Eurozone and UK economies have done less well by comparison. PMIs for the UK last week were far from a reference crop, with disappointing manufacturing and construction numbers keeping the lid on the composite figures, despite a slight pickup in services activity. Official figures for sectoral growth that came out this morning confirmed the lacklustre performance.

The papers are quick to pin the blame on looming Brexit talks, yet a glance across the channel would show that growth doesn’t look much better on the continent. PMIs and other leading survey data gives little cause for optimism, and while the ECB’s governing council intends to go ahead with their taper at the time of writing, one could see cause to delay further still.
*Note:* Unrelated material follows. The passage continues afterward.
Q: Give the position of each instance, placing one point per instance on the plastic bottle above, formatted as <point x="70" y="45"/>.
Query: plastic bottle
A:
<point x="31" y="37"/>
All of which underlines the key uncertainties around policy.

Given the indirect links between policy instruments and the output variables for economies, commentators can argue ad infinitum on the appropriateness of any particular course of action. Volatile data often drives volatility in opinion.

Yet few would disagree that the era of easy monetary policy has probably gone on for long enough, and that there will always be cause to delay. In order to steer their economies back to normality and put themselves in good stead to head off any crises down the road, central bank governors are now – quite rightly – taking the lead from the head of the Fed.

Having previously been derided for his background outside of academia, Powell’s less rigid approach is now gaining favour. Governors are increasingly basing their decisions on feel, rather than (increasingly) conflicting data.

Policymakers are seeing value in keeping things more simple, and taking on the mantra to “go with your gut”. Given current levels of uncertainty, they’re likely all the better for it.

Upcoming data releases

UK wage growth data will be closely watched on Tuesday, as will the latest ZEW survey of economic sentiment for both Germany and the wider Eurozone. US producer price growth and Eurozone industrial production will both feature midweek, but it will be Thursday that is the main focus. Interest rate and asset purchase decisions are due from both the ECB and the BoE. No change is expected from either, but comments will be closely watched for hints of the next moves in each case.